A brass plug is to be placed in a ring made of iron. At 20 degrees Celsius, the diameter of the plug is 8.737 cm and that of the inside of the ring is 8.723 cm.
They must both be brought to what common temperature in order to fit? (ANSWER: -210 degrees Celsius)
What if the plug were iron and the ring brass?
(I got -208 degrees Celsius, but that's incorrect)
(brass diameter)*(1+(brass coefficient)*(change in brass temperature))
=
(iron diameter)*(1+(iron coefficient)*(change in iron temperature))
where:
brass coefficient = 19*10^-6 K^-1
iron coefficient = 12*10^-6 K^-1
Nevermind. The answer is 250 degrees Celsius. Duh!
To find the common temperature at which the brass plug and iron ring will fit, we can use the principle of thermal expansion.
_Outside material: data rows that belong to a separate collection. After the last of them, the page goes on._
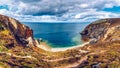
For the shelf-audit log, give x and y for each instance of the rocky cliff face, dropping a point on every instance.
(102, 30)
(13, 32)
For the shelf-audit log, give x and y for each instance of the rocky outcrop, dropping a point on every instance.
(18, 33)
(102, 30)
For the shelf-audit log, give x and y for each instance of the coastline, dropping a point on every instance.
(44, 46)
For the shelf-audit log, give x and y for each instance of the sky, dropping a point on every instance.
(60, 10)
For the first scenario where the plug is made of brass, and the ring is made of iron:
1. Determine the change in diameter of both the plug and the ring:
Change in diameter = 8.737 cm - 8.723 cm
= 0.014 cm
2. Next, we need to know the coefficient of linear expansion for both materials at the given temperature range. The coefficient of linear expansion for brass is around 19 x 10^-6 per degree Celsius, and for iron is around 11 x 10^-6 per degree Celsius.
3. Use the formula for thermal expansion:
Change in length = (coefficient of linear expansion) * (original length) * (change in temperature)
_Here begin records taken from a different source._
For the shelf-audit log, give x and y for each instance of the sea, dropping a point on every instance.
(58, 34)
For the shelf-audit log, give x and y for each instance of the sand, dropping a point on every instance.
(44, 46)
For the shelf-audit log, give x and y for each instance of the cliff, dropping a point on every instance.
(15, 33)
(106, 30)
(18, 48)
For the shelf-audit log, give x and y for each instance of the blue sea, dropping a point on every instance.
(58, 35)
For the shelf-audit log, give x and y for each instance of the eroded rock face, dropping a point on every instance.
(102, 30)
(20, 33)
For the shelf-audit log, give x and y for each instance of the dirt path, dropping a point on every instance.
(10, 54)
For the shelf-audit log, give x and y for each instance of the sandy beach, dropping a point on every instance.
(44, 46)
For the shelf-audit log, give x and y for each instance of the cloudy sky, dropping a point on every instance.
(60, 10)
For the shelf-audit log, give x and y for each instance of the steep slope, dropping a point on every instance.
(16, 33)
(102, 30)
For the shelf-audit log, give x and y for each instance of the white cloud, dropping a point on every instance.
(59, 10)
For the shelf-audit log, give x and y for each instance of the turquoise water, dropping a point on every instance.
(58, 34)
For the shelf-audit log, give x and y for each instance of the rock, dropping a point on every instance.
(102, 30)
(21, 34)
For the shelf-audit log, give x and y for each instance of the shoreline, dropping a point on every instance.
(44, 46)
4. Assume the change in temperature is ΔT, and the original length of both the plug and ring is the same, so we have:
(0.014 cm) = (19 x 10^-6 / °C) * (8.723 cm) * (ΔT) // for brass
(0.014 cm) = (11 x 10^-6 / °C) * (8.723 cm) * (ΔT) // for iron
5. Rearrange the formulas to solve for ΔT in both cases:
ΔT = (0.014 cm) / [(19 x 10^-6 / °C) * (8.723 cm)] // for brass
ΔT = (0.014 cm) / [(11 x 10^-6 / °C) * (8.723 cm)] // for iron
Calculating these two equations will give us the common temperature needed for both materials to fit.
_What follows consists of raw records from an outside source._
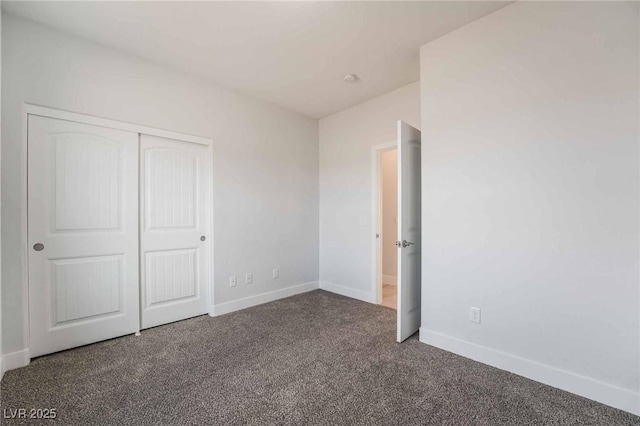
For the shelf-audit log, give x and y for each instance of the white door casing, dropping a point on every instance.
(409, 231)
(174, 229)
(83, 208)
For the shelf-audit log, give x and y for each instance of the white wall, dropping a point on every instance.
(346, 232)
(389, 165)
(265, 158)
(530, 136)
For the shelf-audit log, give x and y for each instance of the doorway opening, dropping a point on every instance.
(407, 153)
(389, 226)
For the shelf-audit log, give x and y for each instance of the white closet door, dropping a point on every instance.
(82, 233)
(175, 239)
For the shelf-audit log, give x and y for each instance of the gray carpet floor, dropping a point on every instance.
(315, 358)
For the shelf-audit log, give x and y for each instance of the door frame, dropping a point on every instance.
(376, 218)
(44, 111)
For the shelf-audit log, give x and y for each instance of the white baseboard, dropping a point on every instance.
(389, 280)
(15, 360)
(347, 291)
(623, 399)
(259, 299)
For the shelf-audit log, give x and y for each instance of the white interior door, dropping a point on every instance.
(409, 231)
(82, 233)
(175, 237)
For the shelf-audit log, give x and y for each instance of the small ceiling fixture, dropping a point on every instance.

For the second scenario where the plug is made of iron and the ring is made of brass, we would need to use the coefficients of linear expansion for iron and brass accordingly and repeat the same steps as above.
To solve this problem, we can use the concept of thermal expansion and the equation:
ΔL = α * L * ΔT
Where:
ΔL is the change in length or diameter,
α is the coefficient of linear expansion,
L is the initial length or diameter, and
ΔT is the change in temperature.
For brass, the coefficient of linear expansion (α) is approximately 19 x 10^(-6) per degree Celsius, and for iron, it is approximately 11 x 10^(-6) per degree Celsius.
Let's first calculate the change in diameter for the case where the plug is made of brass and the ring is made of iron.
ΔD = α_brass * D_initial * ΔT
Given:
D_initial (plug) = 8.737 cm
D_initial (ring) = 8.723 cm
To make the brass plug fit inside the iron ring:
ΔD (plug) + D_initial (plug) = ΔD (ring) + D_initial (ring)
Substituting the values:
α_brass * D_initial (plug) * ΔT + D_initial (plug) = α_iron * D_initial (ring) * ΔT + D_initial (ring)
Simplifying the equation:
α_brass * D_initial (plug) * ΔT - α_iron * D_initial (ring) * ΔT = D_initial (ring) - D_initial (plug)
Now, let's calculate the change in temperature (ΔT).
ΔT = (D_initial (ring) - D_initial (plug)) / (α_brass * D_initial (plug) - α_iron * D_initial (ring))
Substituting the values:
ΔT = (8.723 cm - 8.737 cm) / (19 x 10^(-6) per °C * 8.737 cm - 11 x 10^(-6) per °C * 8.723 cm)
After simplification, ΔT ≈ -210 °C
Now let's consider the case where the plug is made of iron and the ring is made of brass.
Following the same process as before, we have:
ΔT = (D_initial (ring) - D_initial (plug)) / (α_iron * D_initial (plug) - α_brass * D_initial (ring))
Substituting the values:
ΔT = (8.723 cm - 8.737 cm) / (11 x 10^(-6) per °C * 8.737 cm - 19 x 10^(-6) per °C * 8.723 cm)
After simplification, ΔT ≈ -208 °C
So, you were correct in calculating -208 degrees Celsius for the second scenario where the plug is made of iron and the ring is made of brass.